A landlord is entitled to consider the administrative, financial, or programmatic repercussions of allowing an animal onto the premises, including the potential disturbance to other tenants. Typically, a landlord will have a difficult time establishing that an emotional support animal constitutes a fundamental alteration or undue burden. If the emotional assistance animal is particularly disruptive, or the tenant fails to take proper measures to ensure that the animal does not bother other tenants, however, the landlord may be justified in denying the accommodation or ultimately filing for an eviction.
A landlord is not allowed to deny a reasonable accommodation based on the animal’s breed, weight or size since there is no restriction for an Emotional Support Animal.
Can a landlord charge a pet deposit or pet rent?
Since an Emotional Support Animal is not considered a pet the tenant should be exempt from the deposit. According to HUD’s handbook for subsidized multifamily programs: A housing provider may not require an applicant or tenant to pay a fee or a security deposit as a condition of allowing the applicant or tenant to keep the emotional support animal. Occupancy Requirements of Subsidized Multifamily Housing Programs, HUD, No. 4350.3, 2-44(E) (2013). 5 If the emotional support animal causes damage to the housing unit or the common areas of the dwelling, however, the housing provider may charge the cost of repairing the damage
What if the need for an accommodation arises after the person has signed the lease?
The tenant is entitled to an accommodation whenever they have a need for one. The tenant must request an accommodation and must provide all of the required documentation.
I verified the therapist, but I’m concerned that my client just got an “online letter” and I don’t agree with that.
CertaPet is a technology and telehealth platform that connects clients, who are seeking recommendation letters for emotional support animals, to licensed mental health professionals state by state that can evaluate them and determine whether or not they qualify for an emotional support animal as one part of their overall treatment recommendation. I want to assure you that all of our mental health professionals are licensed and you are more than welcome to verify their license numbers. Yes, there might be some companies out there who “auto generate” letters but that our clients are evaluated by a highly trained licensed mental health professional who is available to continue long-term tele-mental health services with them.
What is Teletherapy ?
Teletherapy or TeleMental Health is the process of receiving mental health services from a licensed psychotherapist in your state through phone, video and/or chat. It is widely recognized as an effective way to receive psychotherapeutic support for those individuals who prefer to remain in the comfort of their own home while talking with a therapist.
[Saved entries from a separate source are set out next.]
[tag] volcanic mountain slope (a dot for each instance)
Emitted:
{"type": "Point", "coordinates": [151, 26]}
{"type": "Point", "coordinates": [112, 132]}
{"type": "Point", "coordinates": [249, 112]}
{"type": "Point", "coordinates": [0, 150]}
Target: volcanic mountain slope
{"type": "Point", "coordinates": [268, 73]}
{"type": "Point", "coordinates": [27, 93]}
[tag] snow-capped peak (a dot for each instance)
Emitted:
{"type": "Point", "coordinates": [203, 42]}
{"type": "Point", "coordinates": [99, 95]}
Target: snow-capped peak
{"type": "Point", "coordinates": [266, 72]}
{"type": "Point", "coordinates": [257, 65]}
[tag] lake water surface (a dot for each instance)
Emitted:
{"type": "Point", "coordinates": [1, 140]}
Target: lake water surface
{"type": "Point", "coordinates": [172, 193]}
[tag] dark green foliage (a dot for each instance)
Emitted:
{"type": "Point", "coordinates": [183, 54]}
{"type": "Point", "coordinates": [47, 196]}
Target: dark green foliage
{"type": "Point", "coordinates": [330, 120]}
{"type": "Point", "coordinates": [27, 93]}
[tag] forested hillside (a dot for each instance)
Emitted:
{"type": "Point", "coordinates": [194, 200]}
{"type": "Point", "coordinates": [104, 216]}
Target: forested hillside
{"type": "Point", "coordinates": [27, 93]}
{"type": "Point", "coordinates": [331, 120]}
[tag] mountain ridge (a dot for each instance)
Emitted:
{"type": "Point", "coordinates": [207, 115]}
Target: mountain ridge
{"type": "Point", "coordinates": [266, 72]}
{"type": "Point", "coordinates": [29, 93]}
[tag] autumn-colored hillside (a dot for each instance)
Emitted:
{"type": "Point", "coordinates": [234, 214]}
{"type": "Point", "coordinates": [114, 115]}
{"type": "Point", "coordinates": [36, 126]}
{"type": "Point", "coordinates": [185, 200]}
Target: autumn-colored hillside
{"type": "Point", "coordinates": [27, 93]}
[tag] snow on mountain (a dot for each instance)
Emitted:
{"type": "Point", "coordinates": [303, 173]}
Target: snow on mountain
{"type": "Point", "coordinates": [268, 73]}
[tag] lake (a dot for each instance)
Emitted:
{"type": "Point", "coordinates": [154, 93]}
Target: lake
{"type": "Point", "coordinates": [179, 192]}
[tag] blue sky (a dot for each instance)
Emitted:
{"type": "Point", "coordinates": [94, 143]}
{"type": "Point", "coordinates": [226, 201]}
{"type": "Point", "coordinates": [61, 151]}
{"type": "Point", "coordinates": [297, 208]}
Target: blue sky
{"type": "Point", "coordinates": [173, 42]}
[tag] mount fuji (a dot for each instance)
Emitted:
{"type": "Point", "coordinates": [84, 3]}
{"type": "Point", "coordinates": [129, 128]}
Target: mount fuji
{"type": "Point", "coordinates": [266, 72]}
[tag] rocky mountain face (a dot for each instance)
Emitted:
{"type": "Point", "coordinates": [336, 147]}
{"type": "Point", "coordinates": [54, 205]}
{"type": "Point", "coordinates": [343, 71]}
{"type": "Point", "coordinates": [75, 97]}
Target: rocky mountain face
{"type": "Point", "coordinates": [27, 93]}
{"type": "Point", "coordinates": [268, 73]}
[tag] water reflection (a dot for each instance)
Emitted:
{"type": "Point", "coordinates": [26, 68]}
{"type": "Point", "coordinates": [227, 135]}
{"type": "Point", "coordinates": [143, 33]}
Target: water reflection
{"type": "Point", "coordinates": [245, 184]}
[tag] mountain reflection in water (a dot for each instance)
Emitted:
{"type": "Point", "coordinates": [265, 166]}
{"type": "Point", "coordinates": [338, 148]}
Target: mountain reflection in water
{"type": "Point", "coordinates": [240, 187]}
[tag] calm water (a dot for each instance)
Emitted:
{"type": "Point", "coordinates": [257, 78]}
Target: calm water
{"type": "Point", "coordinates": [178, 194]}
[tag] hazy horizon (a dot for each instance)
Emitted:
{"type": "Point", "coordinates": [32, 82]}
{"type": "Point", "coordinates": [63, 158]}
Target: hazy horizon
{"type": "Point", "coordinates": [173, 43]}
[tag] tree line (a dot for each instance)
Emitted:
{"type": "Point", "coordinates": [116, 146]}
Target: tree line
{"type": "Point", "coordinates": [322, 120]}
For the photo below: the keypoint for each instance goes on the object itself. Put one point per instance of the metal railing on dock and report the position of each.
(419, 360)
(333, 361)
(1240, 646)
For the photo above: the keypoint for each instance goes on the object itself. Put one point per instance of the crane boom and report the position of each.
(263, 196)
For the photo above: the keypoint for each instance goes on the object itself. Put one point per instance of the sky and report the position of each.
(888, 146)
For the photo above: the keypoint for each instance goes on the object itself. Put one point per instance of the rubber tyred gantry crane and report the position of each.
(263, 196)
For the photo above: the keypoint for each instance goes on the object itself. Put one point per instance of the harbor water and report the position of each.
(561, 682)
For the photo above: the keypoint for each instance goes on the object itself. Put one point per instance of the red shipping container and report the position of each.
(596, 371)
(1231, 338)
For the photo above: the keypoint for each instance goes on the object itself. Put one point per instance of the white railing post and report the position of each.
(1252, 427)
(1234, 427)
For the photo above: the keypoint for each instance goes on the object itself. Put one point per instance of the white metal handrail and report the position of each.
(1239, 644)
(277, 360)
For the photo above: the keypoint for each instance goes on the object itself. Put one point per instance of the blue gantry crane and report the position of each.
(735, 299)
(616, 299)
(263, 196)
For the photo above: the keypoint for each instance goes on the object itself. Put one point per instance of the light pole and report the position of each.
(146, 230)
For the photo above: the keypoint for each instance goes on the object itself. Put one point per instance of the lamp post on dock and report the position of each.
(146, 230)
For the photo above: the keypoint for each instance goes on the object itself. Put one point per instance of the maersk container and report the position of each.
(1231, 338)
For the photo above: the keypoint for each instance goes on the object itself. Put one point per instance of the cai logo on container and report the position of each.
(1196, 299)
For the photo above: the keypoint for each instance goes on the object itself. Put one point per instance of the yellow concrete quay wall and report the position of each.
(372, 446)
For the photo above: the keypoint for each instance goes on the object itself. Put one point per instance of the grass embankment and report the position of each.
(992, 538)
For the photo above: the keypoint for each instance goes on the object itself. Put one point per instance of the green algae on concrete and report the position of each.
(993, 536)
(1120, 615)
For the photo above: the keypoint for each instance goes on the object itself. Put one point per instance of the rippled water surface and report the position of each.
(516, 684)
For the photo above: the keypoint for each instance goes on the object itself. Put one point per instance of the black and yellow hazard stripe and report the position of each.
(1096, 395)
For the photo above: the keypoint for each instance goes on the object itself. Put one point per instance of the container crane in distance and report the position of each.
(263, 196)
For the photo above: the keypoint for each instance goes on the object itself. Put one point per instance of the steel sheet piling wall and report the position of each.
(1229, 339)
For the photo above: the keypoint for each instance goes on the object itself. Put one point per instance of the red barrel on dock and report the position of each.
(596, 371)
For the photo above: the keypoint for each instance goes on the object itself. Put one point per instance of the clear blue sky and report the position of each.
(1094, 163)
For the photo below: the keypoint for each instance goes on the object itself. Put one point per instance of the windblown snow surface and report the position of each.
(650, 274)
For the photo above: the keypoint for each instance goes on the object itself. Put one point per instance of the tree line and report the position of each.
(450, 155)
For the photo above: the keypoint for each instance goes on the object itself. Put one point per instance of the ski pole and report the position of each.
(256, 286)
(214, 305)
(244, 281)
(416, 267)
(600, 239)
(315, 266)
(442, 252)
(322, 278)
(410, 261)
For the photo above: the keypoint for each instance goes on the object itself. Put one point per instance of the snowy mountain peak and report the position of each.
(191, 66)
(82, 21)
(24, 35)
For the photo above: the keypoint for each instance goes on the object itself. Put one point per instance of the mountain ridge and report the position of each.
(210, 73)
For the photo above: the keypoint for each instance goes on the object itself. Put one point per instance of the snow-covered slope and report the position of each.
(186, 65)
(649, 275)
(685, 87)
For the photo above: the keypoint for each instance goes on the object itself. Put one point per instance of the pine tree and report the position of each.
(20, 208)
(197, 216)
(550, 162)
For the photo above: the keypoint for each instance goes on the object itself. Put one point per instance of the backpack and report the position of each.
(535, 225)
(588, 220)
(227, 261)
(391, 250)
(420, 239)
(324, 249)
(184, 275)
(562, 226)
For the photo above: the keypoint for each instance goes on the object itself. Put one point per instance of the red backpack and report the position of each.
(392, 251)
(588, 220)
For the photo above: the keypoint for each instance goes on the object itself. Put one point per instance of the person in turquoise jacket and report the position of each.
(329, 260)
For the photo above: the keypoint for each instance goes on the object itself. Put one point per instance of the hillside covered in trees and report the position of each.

Online therapy has been used successfully since the late 1990’s in tens of thousands of therapy sessions across the United States. It has been found to be an effective and appropriate treatment for speech disorders in 20 years of research by over 40 academic published peer-reviewed studies
I keep hearing about the increase in Emotional Support Animals, what’s that about?
An estimate of 61.5 million Americans (or 1 in 4) suffer from a mental or emotional disability.
Emotional Support Animals are there for a person and help alleviate symptoms of a mental or emotional disability through companionship and affection.
The human-animal bond is a powerful thing. Humans have been domesticating animals and keeping them as pets for centuries.
Emotional support animals, or ESAs, perform a similar function for people suffering from mental or emotional, rather than physical, disabilities. Indeed, ESAs have been very popular recently, as more people seek to improve their mental well-being through animal companionship. ESA’s are considered an alternative and very effective therapy for those who suffer from a mental or emotional disability.